“The good news that the economy has added hundreds of thousands of jobs and that corporate profits are rising quickly has done little for the stock market. So just what might ignite a stock rally?” asks Jonathan Fuerbringer in today’s New York Times.
“Some stock analysts say the spark will be evidence that the American economy is not heating up, but cooling down.”
“While it sounds contrarian, a modest cooling off is what Federal Reserve policy makers will be aiming for when they raise their benchmark interest rate, as anticipated, in the months ahead.”
“A cooling down would also curb fears of higher inflation, which has been accelerating this year and could push interest rates higher and unnerve stock investors.”
” ‘The best news we could have is that the economy is beginning to slow down,’ said Stuart Schweitzer, global markets strategist at J. P. Morgan Fleming Asset Management.
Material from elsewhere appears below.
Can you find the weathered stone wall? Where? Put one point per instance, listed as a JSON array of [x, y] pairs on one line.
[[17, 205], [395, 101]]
Though he acknowledges that both job growth and earnings would also be reduced, he said the impact could be offset as interest rates stop rising – or even fall – and as inflation expectations are contained. “
” ‘A moderation in growth, when it comes, will be good news first for bonds and then for stocks,’ he predicted. Stocks could use some good news. After reaching recent peaks on Feb. 11, the Dow Jones industrial average is down 7.5 percent since then and the Standard & Poor’s 500-stock index has dropped 6 percent. The Nasdaq composite index, which reached its recent peak on Jan. 26, has fallen 11.9 percent since then.”
“A slowdown is certain, Mr. Schweitzer says, because rising interest rates and rising inflation are cutting into consumer spending while the impact of President Bush’s tax cuts is fading.”
“High oil and gasoline prices are also crimping consumer and business budgets. And the uncertainty generated by the war in Iraq and the presidential race could also act as a brake on the economy. Still the cooler economy may not show up until the second half of the year, leading to a sustainable stock rally sometime next year.”
“The average forecast of 53 economists is that the gross domestic product, adjusted for inflation, will grow at an annual rate of 4.2 percent in the third quarter and 4 percent in the fourth quarter, down from a 4.9 percent pace in the 12 months ended in March, according to Blue Chip Economic Indicators. On a year over year basis, growth is forecast to slow to a 3.8 percent rate next year, from 4.6 percent this year.”
“The consensus among Wall Street analysts is that earnings will increase 13.5 percent for the companies in the Standard & Poor’s 500 index in the second half of the year, compared with a year earlier. That would be a decline from the 22.7 percent increase forecast for the first half of this year by Thomson Financial.”